PRODUKT: Die Fleischbranche wird gerne unter Generalverdacht gestellt – warum ist das aus Ihrer Sicht nicht gerechtfertigt?
Marcher:
Die Art und Weise, wie Nutztiere gehalten werden, kennen die meisten Menschen nicht mehr aus eigener Wahrnehmung und sie sind deshalb auf Bilder angewiesen. Diese schwanken zwischen den Extremen der werblichen Idyllisierung und verstörenden Bildern von groben Missständen. Beides entspricht nicht der durchschnittlichen Realität in unseren Stallungen und polarisiert. Ein emotional geführter Diskurs ist hier in aller Regel zur Findung von lösungsorientierten Kompromissen wenig hilfreich. Die Nutztierhaltung muss eine gesamtgesellschaftliche Akzeptanz finden. Viele Landwirt:innen sind auch bereit, dafür nötige Investitionen zu tätigen – etwa bei der Abschaffung von Vollspaltenböden – sie sind jedoch im Unklaren darüber, welches konkrete Stallkonzept auch in zehn bis 20 Jahren den gesellschaftlichen Erwartungen entsprechen wird. Hier gilt es möglichst kurzfristig Klarheit herzustellen und Landwirt:innen bei ihren Stallbaubemühungen sowohl finanziell wie auch in den Genehmigungsverfahren zu unterstützen.

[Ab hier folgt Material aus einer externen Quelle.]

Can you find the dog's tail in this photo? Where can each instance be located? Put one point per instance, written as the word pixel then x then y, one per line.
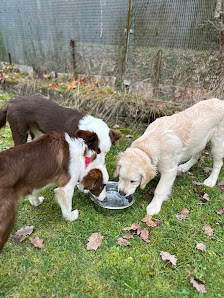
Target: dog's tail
pixel 3 113
pixel 8 210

PRODUKT: Was sollten wir – als Gesellschaft, Medien, Handel – bei der Diskussion um eine pflanzenbasierte Ernährung unbedingt mitdenken?
Marcher:
Insgesamt sollten wir die Diskussionen um unterschiedliche Ernährungsweisen differenziert führen und sowohl die positiven als auch die negativen Aspekte jeweils berücksichtigen. Das setzt jedoch voraus, dass man sich ernsthaft, wissensbasiert und objektiv mit der Thematik befasst. Diese Herangehensweise würden wir auch von Medien erwarten, nämlich wissens- und faktenbasiert zu publizieren.